2.7. R. heeft een voorschot gevorderd op de door haar geleden schade die zij voorlopig heeft begroot op € 515.000,-- exclusief buitengerechtelijke kosten. Van de materiële schadeposten zijn geen bewijsstukken overgelegd terwijl het daarnaast voorstelbaar is dat voor de vraag of en zo ja in welke mate zij die schade heeft geleden, nader deskundigenonderzeek noodzakelijk is. Uit de overgelegde urenstaten kan de rechtbank, zonder nadere toelichting, die ontbreekt, niet afleiden welke werkzaamheden moeten worden beschouwd als buitengerechtelijke werkzaamheden als bedoeld in artikel 6:96 lid 2 BW. De rechtbank ziet in het kader van deze provisionele vordering dan ook geen grond om een voorschot op de materiële schade toe te wijzen.

2.8. Voor toewijzing van een voorschot op het smartengeld bestaat wel aanleiding.

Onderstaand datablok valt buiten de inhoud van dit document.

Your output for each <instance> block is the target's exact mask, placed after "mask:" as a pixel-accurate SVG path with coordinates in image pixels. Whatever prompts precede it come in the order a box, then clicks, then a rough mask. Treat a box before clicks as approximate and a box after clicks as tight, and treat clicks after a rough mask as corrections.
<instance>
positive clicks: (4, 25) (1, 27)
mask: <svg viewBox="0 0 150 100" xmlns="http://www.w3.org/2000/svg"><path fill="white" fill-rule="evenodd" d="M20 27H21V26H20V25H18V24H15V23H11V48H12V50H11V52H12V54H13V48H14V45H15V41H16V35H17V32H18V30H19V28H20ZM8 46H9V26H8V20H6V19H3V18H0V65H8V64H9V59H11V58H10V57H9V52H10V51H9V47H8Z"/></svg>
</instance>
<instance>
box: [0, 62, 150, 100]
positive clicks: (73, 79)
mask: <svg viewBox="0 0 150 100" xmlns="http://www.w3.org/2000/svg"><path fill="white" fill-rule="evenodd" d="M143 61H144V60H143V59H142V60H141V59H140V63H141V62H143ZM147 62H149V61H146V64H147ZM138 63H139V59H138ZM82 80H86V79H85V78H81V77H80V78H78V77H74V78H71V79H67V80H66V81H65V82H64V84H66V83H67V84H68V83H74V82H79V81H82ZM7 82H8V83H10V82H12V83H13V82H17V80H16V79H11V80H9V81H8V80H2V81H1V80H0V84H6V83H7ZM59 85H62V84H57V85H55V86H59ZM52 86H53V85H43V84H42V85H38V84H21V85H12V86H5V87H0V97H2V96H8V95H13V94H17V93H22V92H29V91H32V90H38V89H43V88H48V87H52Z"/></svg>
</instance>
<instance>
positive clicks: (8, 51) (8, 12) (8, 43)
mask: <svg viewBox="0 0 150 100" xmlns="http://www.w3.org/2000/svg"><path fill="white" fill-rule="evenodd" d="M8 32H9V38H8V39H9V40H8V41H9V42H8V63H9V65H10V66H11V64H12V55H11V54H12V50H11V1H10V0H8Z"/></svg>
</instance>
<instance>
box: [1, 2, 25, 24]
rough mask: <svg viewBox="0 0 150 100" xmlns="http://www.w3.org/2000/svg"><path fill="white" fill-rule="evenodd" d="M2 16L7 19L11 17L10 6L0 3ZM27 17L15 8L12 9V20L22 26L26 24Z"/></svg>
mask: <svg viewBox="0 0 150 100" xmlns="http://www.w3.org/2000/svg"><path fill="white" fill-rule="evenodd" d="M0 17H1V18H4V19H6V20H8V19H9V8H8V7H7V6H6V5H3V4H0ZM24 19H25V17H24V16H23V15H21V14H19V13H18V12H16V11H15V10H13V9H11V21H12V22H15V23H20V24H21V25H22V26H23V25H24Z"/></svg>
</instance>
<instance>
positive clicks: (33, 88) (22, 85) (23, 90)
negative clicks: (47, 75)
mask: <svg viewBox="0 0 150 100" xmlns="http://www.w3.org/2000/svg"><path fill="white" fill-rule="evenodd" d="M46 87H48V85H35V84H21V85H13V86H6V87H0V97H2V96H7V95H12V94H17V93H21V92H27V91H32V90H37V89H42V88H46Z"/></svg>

Nu vaststaat dat er een kans verloren is gegaan op minder zenuwschade, moet het ervoor worden gehouden dat R. als gevolg van het verwijtbare delay lichamelijk letsel heeft opgelopen (artikel 6:106 lid 1 sub b BW). Voor de bepaling van de hoogte van het voorschot, evenals voor de verdere begroting van de schade in de schadestaatprocedure, is het noodzakelijk de grootte van de kans in kaart te brengen.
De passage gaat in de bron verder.